土佐くろしお鉄道(宿毛駅−窪川駅)

更新日時 2008年11月24日

 高知県と沿線自治体で株式の9割以上を保有する自治体主導の第三セクター鉄道会社である。国鉄再建法の施行により工事が凍結された日本鉄道建設公団建設線の宿毛線及び阿佐西線(阿佐線(ごめん・なはり線)として開業)を引き受けるために設立されたが、後に第3次特定地方交通線に指定されることが確実となった中村線も引き受けることとなった。2002年に開業した阿佐線では各駅に高知出身の漫画家やなせたかしデザインのイメージキャラクタを設定したりオープンデッキの車両を投入するなどの営業施策をとっている。公式サイトは日本語・英語に加えて、日本のウェブサイトでは珍しいフランス語のページも用意されている。また、1998年の追突事故や2005年の宿毛駅舎衝突事故などの重大事故を何度か起こしていることから安全意識に対する姿勢を問う声もある。このため、2005年6月には安全対策を推進すべく近畿日本鉄道のOBを社長に迎えたが、事故や災害の影響もあって、経営面では資金繰りが悪化しており、上下分離方式の導入なども検討されている。なお、2005年度の経営状況は、徹底したコスト削減や、ごめん・なはり線の状況がよいことなどから、収支が改善している。

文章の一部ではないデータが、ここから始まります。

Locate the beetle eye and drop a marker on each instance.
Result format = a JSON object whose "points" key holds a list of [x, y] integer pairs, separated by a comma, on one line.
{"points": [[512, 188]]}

 宿毛駅(すくもえき)は、高知県宿毛市駅前町にある土佐くろしお鉄道宿毛線の駅で、同線の終着駅である(ただし書類上は起点駅)。駅番号はTK47。
 相対式2面2線の高架ホーム(頭端式構造)を持ち、夜間滞泊が設定されている(ただし特急列車は中村駅まで回送される)。中村駅方面からのレールの終点には車止めが置かれ、その先に位置する2本のホームの連結部に駅舎1階と連絡する階段及びエレベーターが設置されている。すなわち当駅より西方の城辺(愛媛県南宇和郡愛南町)・宇和島方面への線路延長を前提としない構造であるため、延長するには頭端部分を撤去しなければならない。みどりの窓口設置駅である。
 東宿毛駅(ひがしすくもえき)は、高知県宿毛市南沖須賀にある土佐くろしお鉄道宿毛線の駅である。駅番号はTK46。宿毛線計画時は、宿毛駅として計画されていた。
 単式ホーム1面1線の高架駅。通常は無人駅である。2005年3月宿毛駅での事故のため宿毛〜東宿毛間が不通であった間は有人駅であった。
 東宿毛駅 小野梓氏(1852〜1886)土州宿毛の郷生れ、17歳の冬軽挌武士の士族籍を(他家に養子にゆくという理由で)脱して平民に。彼は青年期の欧米留学から得た民主主義の思想を国内に広め、後に大隈重信氏(1838〜1922)に仕えて立憲改進党を結成。さらに同党中心メンバーの一員となって政治的・文化的な数々の議論を重ね、東京専門学校(現在の早稲田大学)の設立に寄与した人物。
 平田駅(ひらたえき)は、高知県宿毛市平田町戸内1552番地1にある、土佐くろしお鉄道宿毛線の駅である。駅番号はTK45。特急が全列車停車する。日中は駅員が常駐する。
 平田駅 単式1面1線ホームの高架駅。 特急停車駅らしく、周辺の駅では唯一エレベーターを完備している。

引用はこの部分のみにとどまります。